Charleston Leadership Experience
The Citadel / Battlefield Program
The history of Charleston is one of the longest and most diverse of any community in the United States spanning hundreds of years of physical settlement beginning in 1663 through modern times. Charleston was the leading city in the South from the colonial era to the Civil War. As a result, there are numerous examples of positive and negative leadership there that influenced their history and that of the United States.
With these many leadership possibilities to discuss and analyze, the Charleston Leadership Experience will be a 2.5 day program and focus on several key leadership examples and lessons from the Revolutionary and Civil War periods. Besides being rich with historical leadership examples, Charleston is a wonderful place to visit. Condé Nast Traveler readers have voted Charleston “the number one city in the United States” for four years in a row.

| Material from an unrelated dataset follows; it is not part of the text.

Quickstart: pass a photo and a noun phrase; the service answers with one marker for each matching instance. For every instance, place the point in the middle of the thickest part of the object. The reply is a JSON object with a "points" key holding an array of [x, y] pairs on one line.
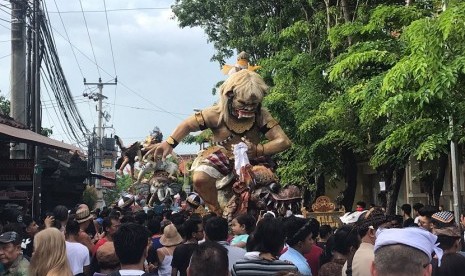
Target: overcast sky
{"points": [[164, 72]]}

Partnering with The Citadel, the Military College of South Carolina, the program will begin at the Daniel Library on The Citadel Campus by discussing the importance of leadership and character. Near to the library and The Citadel Chapel is one of the most prominent landmarks on The Citadel campus, the Major Thomas Dry Howie Bell Tower, which honors one of The Citadel’s most famous alumni, immortalized as “the Major of St Lo” for his exploits in combat during the Normandy Campaign in World War II. Battlefield Leadership programs and services have proven highly effective in catalyzing behavior change for business organizations and for guiding leaders at all levels.
Hotel location for the program will be the Embassy Suites, site of the original Citadel Campus on Marion Square, in downtown Charleston. Day Two will start with a walk to Horn Wall on the corner of Marion Square, discussing the Revolutionary siege of Charleston.

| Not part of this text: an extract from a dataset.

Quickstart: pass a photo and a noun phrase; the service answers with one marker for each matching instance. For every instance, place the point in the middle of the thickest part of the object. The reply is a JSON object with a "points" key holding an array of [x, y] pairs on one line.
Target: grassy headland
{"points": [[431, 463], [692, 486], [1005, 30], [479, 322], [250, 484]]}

From there, we will travel to Fort Moultrie, discussing the Revolutionary War defense from British Naval attack, including British tactics as well as the evacuation of Major Robert Anderson to Fort Sumter prior to the beginning of the American Civil War, which erupted there on April 12, 1861. The afternoon will be spent at Fort Sumter discussing characteristics of aggressive as well as defensive leadership tactics, their successes and liabilities.
The last morning will be spent at the site of the Confederate submarine H.L. Hunley, where we will discuss a leader’s determination in the face of incredible odds. Lt. George Dixon, CSA, who after two previous crews were lost, and the project was about to be shelved, convinced General P. G. T. Beauregard to give “his product” and idea one more try and was successful in sinking the Union blockading ship USS Housatonic just outside Charleston Harbor.
Cases in this segment will include: Federal General Quincy Gillmore and the decision to besiege Charleston, along with the plan for its envelopment; PGT Beauregard’s replacement of artillery with infantry and successful defense of Fort Sumter and his decision to evacuate Confederate troops from the siege area; Union General Benham’s decision to attempt to take James Island against orders; Colonel T.G. Lamar and the plan for defense of Secessionville (only land offensive in the battles for Charleston), and most desirably, the Second Battle of Fort Wagner with the Union repulse by General Johnson Hagood’s (Citadel graduate) reinforcements and its many examples of Union innovation in preparing for the attack. The leadership principles highlighted through our battlefield programs can be tailored to address specific competencies.